A letter to the community of Qadi/Nyuswa – Written on 27th July 2021
It was with a mix of disbelief, disappointment and anger that we witnessed the destruction and looting of local businesses in our community of Qadi/Nyuswa, including hardware stores and spaza shops, by residents of our community during the past week’s unrest.
The Valley Trust (TVT) was not spared. One of the businesses targeted, the Valley Trading Store, operates as a tenant of TVT and from a building owned by TVT. Over the course of three days, the building was completely looted and partially set alight. This destruction represents a loss of income not just for the operator but for TVT as well.
A group of individuals, travelling in several vehicles and accompanied by a mob on foot, tried to force their way onto the TVT premises. Only the timely intervention of the local ward councillor prevented the group from carrying out their dastardly deeds. On one of the evenings, vandals cut a hole through the TVT fence and were thwarted by our security guard as they were attempting to tamper with vehicles on our property.
This behaviour by community members is hard to understand because all the resources that were destroyed served to benefit the community. None of the businesses were connected to former President Zuma’s incarceration (the purported main reason for the protests) in any way, and in fact, they helped to alleviate hunger and suffering within our communities.

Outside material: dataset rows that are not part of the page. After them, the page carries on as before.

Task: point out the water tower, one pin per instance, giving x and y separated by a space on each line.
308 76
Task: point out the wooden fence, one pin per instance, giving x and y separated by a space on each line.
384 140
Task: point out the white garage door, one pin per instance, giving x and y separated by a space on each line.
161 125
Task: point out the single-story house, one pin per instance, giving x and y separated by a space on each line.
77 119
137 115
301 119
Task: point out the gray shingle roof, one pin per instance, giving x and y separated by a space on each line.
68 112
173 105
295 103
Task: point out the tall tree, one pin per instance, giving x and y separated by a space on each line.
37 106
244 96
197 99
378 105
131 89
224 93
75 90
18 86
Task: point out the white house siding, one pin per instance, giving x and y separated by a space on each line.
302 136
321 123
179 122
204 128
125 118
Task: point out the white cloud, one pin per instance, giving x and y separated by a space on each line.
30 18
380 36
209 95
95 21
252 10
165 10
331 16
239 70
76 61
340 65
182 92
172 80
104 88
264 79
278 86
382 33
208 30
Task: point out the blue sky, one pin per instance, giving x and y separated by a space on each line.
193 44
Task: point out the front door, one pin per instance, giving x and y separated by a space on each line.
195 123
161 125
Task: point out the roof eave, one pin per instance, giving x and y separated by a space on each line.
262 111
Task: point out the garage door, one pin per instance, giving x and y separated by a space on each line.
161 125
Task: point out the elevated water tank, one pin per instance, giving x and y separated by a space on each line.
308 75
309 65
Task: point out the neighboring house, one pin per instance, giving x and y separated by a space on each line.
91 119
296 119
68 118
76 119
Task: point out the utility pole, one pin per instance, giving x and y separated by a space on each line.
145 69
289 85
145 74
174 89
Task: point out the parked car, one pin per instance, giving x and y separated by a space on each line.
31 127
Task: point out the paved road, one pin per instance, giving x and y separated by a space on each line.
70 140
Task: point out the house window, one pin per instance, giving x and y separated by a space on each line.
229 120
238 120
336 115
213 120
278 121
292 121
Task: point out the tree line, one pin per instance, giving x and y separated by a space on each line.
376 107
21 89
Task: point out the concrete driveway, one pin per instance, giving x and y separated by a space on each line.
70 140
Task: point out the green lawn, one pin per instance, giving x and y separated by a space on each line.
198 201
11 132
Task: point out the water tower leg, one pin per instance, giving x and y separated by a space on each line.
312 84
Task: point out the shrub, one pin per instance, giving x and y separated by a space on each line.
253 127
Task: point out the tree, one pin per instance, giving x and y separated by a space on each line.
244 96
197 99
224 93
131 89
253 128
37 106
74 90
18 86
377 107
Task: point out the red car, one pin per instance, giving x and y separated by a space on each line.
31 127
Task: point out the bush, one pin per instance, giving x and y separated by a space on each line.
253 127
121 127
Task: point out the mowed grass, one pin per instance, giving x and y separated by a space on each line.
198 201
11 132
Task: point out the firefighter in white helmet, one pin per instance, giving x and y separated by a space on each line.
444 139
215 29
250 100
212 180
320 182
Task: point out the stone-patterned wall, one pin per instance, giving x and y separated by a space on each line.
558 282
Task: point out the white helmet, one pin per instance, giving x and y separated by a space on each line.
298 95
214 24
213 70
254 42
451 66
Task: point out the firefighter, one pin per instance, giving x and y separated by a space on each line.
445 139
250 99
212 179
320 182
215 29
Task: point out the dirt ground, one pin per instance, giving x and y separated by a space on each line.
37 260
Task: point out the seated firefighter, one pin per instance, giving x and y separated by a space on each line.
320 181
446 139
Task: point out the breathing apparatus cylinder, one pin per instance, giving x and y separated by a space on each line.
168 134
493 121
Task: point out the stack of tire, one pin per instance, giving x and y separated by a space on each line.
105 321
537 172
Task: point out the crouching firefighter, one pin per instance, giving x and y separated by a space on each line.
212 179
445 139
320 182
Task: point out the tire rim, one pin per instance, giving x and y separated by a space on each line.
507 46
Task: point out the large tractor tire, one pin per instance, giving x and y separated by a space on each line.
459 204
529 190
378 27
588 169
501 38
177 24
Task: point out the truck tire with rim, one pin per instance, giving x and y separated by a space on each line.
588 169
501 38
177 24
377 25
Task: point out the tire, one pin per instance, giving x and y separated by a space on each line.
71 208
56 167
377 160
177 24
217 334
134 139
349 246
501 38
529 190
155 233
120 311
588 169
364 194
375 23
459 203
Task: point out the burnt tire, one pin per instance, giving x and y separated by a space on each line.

The spaza shops provided community members with easy access to basic groceries and other needs such as pre-paid electricity vouchers. The hardware stores provided much-needed building material.
The Valley Trading Store also provided gas and paraffin for cooking and lighting as well as the only ATM in our community. None of these items were spared from the looting. Yet, being within walking distance or the more reasonable cost of a local trip by taxi, these businesses saved households the need to take costly public transport to suburban shopping centres.
What was disappointing about the spectacle was to see adults, in particular mothers and grandmothers, participate in the looting, many of them accompanied by and encouraging their children to do the same. This was outright theft, without conscience or consideration of the impact on the business owners who are making an honest living while providing much needed necessities in our communities.
Mothers, and especially grandmothers, are taken to be the voices of reason and often serve to teach morality and the difference between right and wrong to the young people in their households. When they commit criminal acts, in broad daylight and seemingly without shame, and encourage the youngsters in their charge to do the same, this represents a lamentable loss in the moral fibre of our families and households. It is difficult to see what hope we have as a community if the elders in our households have lost the moral high ground in such a shocking manner.
The anger comes about because, only a few days after the looting, the consequences of destroying the local economy are being felt. With many breadwinners either laid off from their jobs or temporarily unable to work and earn an income due to the destruction (including of firms in other parts of the city), many households are already struggling to survive.
There is a shortage of food and other groceries in the homes and some have run out of electricity. The only places now available to get these are in Botha’s Hill, Hillcrest or Pinetown, and many households can’t afford the taxi fare.
This was an obvious consequence of the looting from the very beginning. So, to the looters we ask: How has looting these businesses helped you? Are you happy now? Izinyembezi zosomabhizinisi enibantshontshele angeke ziwele phansi. It is now time to suffer the consequences!
Once again, organisations such as The Valley Trust and others, the same ones that you attempted to or succeeded in looting, are expected to come to your aid. Where is the sense in that? How do you expect people to be motivated to help when you yourself were intent on robbing or destroying them? How does a development organisation come to the aid of a community that brought about its own suffering? This situation is highly discouraging.
At TVT, we have chosen to focus on the fact that our main project looks out for the wellbeing of young children. They are themselves victims of these foolish acts by adults who should know better. We will stand up and help because that is our calling and mandate. We also know that there are community members of conscience who did not participate in the looting but who are suffering because of it.
We call on community members to act responsibly, stand up for what is right rather than being carried in the foolishness of the moment, and ensure that they secure their wellbeing for the long term. In addition, as a community we must hold those responsible for these acts to account. They are known in our communities. Like is being done in other parts of the city, they should be made to give back their ill-gotten gains and face the full might of the law. Only in this way will we have a community that sees the progress it so desperately needs.
By S’bo Vilakazi, Executive Director, The Valley Trust
S’bo Vilakazi – Executive Director
In response to the looting, TVT is conducting a study aimed at understanding community perceptions of the riots. The study comprises focus groups, key informant interviews and community dialogues. It also seeks to work with communities to develop ways in which events that cause harm (such as destruction of local economies or assets) within the community can be prevented. The study is expected to be completed by the end of October. We hope to share our findings then.